Divide using synthetic division $$ ( x^{4}+x^{3}-4x^{2} ) \div ( x+4 ) $$
Answer
The synthetic division table is:
$$ \begin{array}{c|rrrrr}-4&1&1&-4&0&0\\& & -4& 12& -32& \color{black}{128} \\ \hline &\color{blue}{1}&\color{blue}{-3}&\color{blue}{8}&\color{blue}{-32}&\color{orangered}{128} \end{array} $$The solution is:
$$ \frac{ x^{4}+x^{3}-4x^{2} }{ x+4 } = \color{blue}{x^{3}-3x^{2}+8x-32} ~+~ \frac{ \color{red}{ 128 } }{ x+4 } $$Explanation
Step 1 : Write down the coefficients of the dividend into division table.

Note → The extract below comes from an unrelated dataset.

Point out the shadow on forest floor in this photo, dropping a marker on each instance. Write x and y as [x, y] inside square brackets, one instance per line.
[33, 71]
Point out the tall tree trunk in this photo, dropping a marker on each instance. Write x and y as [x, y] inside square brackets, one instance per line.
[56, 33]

Put the zero from $ x + 4 = 0 $ ( $ x = \color{blue}{ -4 } $ ) at the left.
$$ \begin{array}{c|rrrrr}\color{blue}{-4}&1&1&-4&0&0\\& & & & & \\ \hline &&&&& \end{array} $$Step 1 : Bring down the leading coefficient to the bottom row.
$$ \begin{array}{c|rrrrr}-4&\color{orangered}{ 1 }&1&-4&0&0\\& & & & & \\ \hline &\color{orangered}{1}&&&& \end{array} $$Step 2 : Multiply by the number on the left, and carry the result into the next column: $ \color{blue}{ -4 } \cdot \color{blue}{ 1 } = \color{blue}{ -4 } $.
$$ \begin{array}{c|rrrrr}\color{blue}{-4}&1&1&-4&0&0\\& & \color{blue}{-4} & & & \\ \hline &\color{blue}{1}&&&& \end{array} $$Step 3 : Add down last column: $ \color{orangered}{ 1 } + \color{orangered}{ \left( -4 \right) } = \color{orangered}{ -3 } $
$$ \begin{array}{c|rrrrr}-4&1&\color{orangered}{ 1 }&-4&0&0\\& & \color{orangered}{-4} & & & \\ \hline &1&\color{orangered}{-3}&&& \end{array} $$Step 4 : Multiply by the number on the left, and carry the result into the next column: $ \color{blue}{ -4 } \cdot \color{blue}{ \left( -3 \right) } = \color{blue}{ 12 } $.
$$ \begin{array}{c|rrrrr}\color{blue}{-4}&1&1&-4&0&0\\& & -4& \color{blue}{12} & & \\ \hline &1&\color{blue}{-3}&&& \end{array} $$Step 5 : Add down last column: $ \color{orangered}{ -4 } + \color{orangered}{ 12 } = \color{orangered}{ 8 } $
$$ \begin{array}{c|rrrrr}-4&1&1&\color{orangered}{ -4 }&0&0\\& & -4& \color{orangered}{12} & & \\ \hline &1&-3&\color{orangered}{8}&& \end{array} $$Step 6 : Multiply by the number on the left, and carry the result into the next column: $ \color{blue}{ -4 } \cdot \color{blue}{ 8 } = \color{blue}{ -32 } $.
$$ \begin{array}{c|rrrrr}\color{blue}{-4}&1&1&-4&0&0\\& & -4& 12& \color{blue}{-32} & \\ \hline &1&-3&\color{blue}{8}&& \end{array} $$Step 7 : Add down last column: $ \color{orangered}{ 0 } + \color{orangered}{ \left( -32 \right) } = \color{orangered}{ -32 } $
$$ \begin{array}{c|rrrrr}-4&1&1&-4&\color{orangered}{ 0 }&0\\& & -4& 12& \color{orangered}{-32} & \\ \hline &1&-3&8&\color{orangered}{-32}& \end{array} $$Step 8 : Multiply by the number on the left, and carry the result into the next column: $ \color{blue}{ -4 } \cdot \color{blue}{ \left( -32 \right) } = \color{blue}{ 128 } $.
$$ \begin{array}{c|rrrrr}\color{blue}{-4}&1&1&-4&0&0\\& & -4& 12& -32& \color{blue}{128} \\ \hline &1&-3&8&\color{blue}{-32}& \end{array} $$Step 9 : Add down last column: $ \color{orangered}{ 0 } + \color{orangered}{ 128 } = \color{orangered}{ 128 } $
$$ \begin{array}{c|rrrrr}-4&1&1&-4&0&\color{orangered}{ 0 }\\& & -4& 12& -32& \color{orangered}{128} \\ \hline &\color{blue}{1}&\color{blue}{-3}&\color{blue}{8}&\color{blue}{-32}&\color{orangered}{128} \end{array} $$Bottom line represents the quotient $ \color{blue}{ x^{3}-3x^{2}+8x-32 } $ with a remainder of $ \color{red}{ 128 } $.